Arriving in Germany, a country with an unfamiliar tongue, I felt even more lost than before. With no real plans for my artist residency, I resolved to visit the forest everyday, for in the forest I’d always found belonging. Maybe it’s the extra oxygen, or how I can suddenly feel small, or maybe I knew I could just lay down and become useful as mulch.
In a daily practice I went to forest on a borrowed girl’s bike with a front basket (perfect for AV equipment and tripod) and wide, soft, lumpy seat. A strange thing happened there in the forest. I lost myself repeatedly in one particular spot, across the clearing, past the pile of gravel consisting of tiny bits of pottery, kitchen tiles, from other peoples lives. Questioning the existence of the self, pondering ‘world’ as human construct, as merely a word, I’d arrive at a fork in the trail and inevitably go a way other than the way I wanted, eventually ending up in a Bavarian suburb with no GPS or german words at my disposal. After wandering aimlessly, pushing down rising anxiety, I discovered my phone had a compass and used that and my vague sense of direction on this foreign landscape to get myself back to the forest. From there I knew I'd get home. Riding home on now familiar farm roads I decided to forgo that section of trail entirely as it ended up… not where I wanted to be. Lesson #1.
“I need to set some boundaries…If there are no edges, how do I know where I am?”
“Everyday I go into the forest…. I try to stay on familiar trails, but when I think of you I get turned around and I don’t know where I am anymore…..I forget”. Lessons from the Forest Part 1.

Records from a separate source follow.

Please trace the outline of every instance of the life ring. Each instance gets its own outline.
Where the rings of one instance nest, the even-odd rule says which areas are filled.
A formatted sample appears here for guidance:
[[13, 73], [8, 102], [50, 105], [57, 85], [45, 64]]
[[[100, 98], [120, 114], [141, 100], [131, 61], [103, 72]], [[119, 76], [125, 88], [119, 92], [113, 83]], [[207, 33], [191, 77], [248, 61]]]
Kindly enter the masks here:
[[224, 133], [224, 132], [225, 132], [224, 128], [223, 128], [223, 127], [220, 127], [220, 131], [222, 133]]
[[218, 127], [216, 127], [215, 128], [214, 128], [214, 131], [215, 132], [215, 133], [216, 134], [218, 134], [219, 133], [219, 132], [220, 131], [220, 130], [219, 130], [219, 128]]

Gradually I found my bearings, camaraderie among the other artists in residence and kind folks in the forest and in and town. Usually they would speak english for my benefit but somedays I would sit and listen and glean meaning from vocal tone, eye contact and body language. Some of my best conversations took place beyond language: a nod, a smile, a crinkling eyes or a slight tilt of the head, we met eachother.
One early afternoon the script for all four parts of Lessons from the Forest poured out of me. I’d almost given up. I was on my way to the beer garden when something made me turn around, return to the studio, to my computer Alex, and write. It all came out in one sitting, over two years ago and now as I write this it is almost finished. At the time I didn’t know the full meaning of the work and it’s been unfolding ever since. So I’ve been taking my time. Savoring the connections and the realization that despite my marital status, or my procreative choices, in looking to nature for lessons on survival and resilience I’ve learned that I am part of an ever expanding, poly-lingual, multi-species community, and I am not alone.